Former Banker Charged|With Insider Trading

(CN) - Cedric Cañas Maillard, a former high-ranking official at Banco Santander, was charged with insider trading Thursday by the U.S. Securities and Exchange Commission.

In a complaint filed in Manhattan Federal Court, the agency says Cañas learned confidentially that the investment bank had been asked by BHP Billiton, one of the world's largest mining companies, to underwrite its proposed acquisition of fertilizer minerals giant Potash Corporation of Saskatchewan.

The SEC alleges the Spanish financier and a friend purchased a large Potash call options through a Switzerland-based brokerage account on Aug. 16, 2010, the day before Potash announced it had rejected the takeover bid.

Potash stock rose more than 27 percent after that announcement, and Cañas was able to sell his call options for a net profit of $278,156 - a gain of more than 1,400 percent.

This is the second time Cañas has been charged with insider trading in relation to BHP Billiton and Potash Corporation of Saskatchewan deal. On July 30, 2013, he was charged with garnering substantial illicit profits through a scheme that relied on contracts-for-difference.

In investment parlance, a contract-for-difference is a tradable instrument that's value mirrors the movements of the asset underlying it.
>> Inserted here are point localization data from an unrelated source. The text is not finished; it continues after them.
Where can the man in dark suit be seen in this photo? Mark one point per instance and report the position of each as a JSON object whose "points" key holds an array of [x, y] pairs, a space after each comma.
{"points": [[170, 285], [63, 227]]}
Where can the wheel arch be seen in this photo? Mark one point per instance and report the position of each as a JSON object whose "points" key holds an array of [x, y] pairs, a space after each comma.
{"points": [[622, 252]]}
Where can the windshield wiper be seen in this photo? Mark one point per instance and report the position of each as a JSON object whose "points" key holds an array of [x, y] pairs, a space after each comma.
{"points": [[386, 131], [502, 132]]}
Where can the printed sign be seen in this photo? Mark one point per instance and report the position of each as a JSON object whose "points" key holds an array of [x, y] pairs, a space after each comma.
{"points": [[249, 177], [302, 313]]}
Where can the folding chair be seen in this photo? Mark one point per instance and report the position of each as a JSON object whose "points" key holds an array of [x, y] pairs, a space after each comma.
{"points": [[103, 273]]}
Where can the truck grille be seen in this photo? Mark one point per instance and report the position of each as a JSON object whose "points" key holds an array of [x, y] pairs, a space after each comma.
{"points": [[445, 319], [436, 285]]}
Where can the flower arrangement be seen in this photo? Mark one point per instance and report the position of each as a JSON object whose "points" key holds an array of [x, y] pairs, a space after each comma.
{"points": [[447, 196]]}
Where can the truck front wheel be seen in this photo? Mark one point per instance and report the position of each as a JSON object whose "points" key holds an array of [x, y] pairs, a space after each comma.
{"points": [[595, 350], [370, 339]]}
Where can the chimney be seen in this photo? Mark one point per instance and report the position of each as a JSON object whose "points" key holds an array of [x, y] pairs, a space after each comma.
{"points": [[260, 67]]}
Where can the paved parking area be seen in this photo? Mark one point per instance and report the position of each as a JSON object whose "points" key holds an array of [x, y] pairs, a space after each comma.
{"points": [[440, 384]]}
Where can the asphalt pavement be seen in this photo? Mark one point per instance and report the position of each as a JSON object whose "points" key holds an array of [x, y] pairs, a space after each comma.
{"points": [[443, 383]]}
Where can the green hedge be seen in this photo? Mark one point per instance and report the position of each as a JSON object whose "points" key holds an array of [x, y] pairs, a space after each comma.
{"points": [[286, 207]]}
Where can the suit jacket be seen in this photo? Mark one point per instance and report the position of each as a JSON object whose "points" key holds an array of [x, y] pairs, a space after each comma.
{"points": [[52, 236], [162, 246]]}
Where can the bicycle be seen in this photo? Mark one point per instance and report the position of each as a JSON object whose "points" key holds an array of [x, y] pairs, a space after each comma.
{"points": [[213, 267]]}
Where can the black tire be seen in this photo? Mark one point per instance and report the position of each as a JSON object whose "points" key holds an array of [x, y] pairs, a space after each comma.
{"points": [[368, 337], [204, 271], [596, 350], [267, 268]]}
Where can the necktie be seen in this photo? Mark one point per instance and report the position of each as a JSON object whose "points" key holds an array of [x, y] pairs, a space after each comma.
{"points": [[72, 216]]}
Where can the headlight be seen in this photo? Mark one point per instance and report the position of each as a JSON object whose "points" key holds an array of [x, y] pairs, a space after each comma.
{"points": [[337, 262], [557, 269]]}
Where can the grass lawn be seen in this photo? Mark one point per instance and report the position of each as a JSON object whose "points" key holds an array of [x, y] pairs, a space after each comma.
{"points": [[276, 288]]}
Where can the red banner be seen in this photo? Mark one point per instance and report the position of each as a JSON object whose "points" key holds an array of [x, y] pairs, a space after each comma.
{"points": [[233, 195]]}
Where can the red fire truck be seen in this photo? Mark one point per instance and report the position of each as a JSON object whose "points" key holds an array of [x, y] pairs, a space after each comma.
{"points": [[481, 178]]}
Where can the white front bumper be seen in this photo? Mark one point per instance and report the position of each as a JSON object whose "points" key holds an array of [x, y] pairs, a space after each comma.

Essentially a contract between an individual and a broker, the vehicle allows the holder to realize profits based on the value of the underlying asset relative the position they've locked in.

Prosecutors said Cañas purchased the equivalent of 30,000 Potash common stock shares in this way and made a net profit of $917,239 the day after Potash's announcement.

Last year, Cañas agreed to pay $2 million to settle those charges, but the SEC says a subsequent investigation uncovered other suspicious Potash trades the financier made in foreign accounts.

The agency's complaint claims Cañas violated Sections 10(b) and 14(e) of the Securities Exchange Act of 1934 and Rules 10b-5 and 14e-3, and seeks disgorgement of his alleged ill-gotten gains with prejudgment interest and financial penalties.

Representatives of Cañas could not be reached for comment.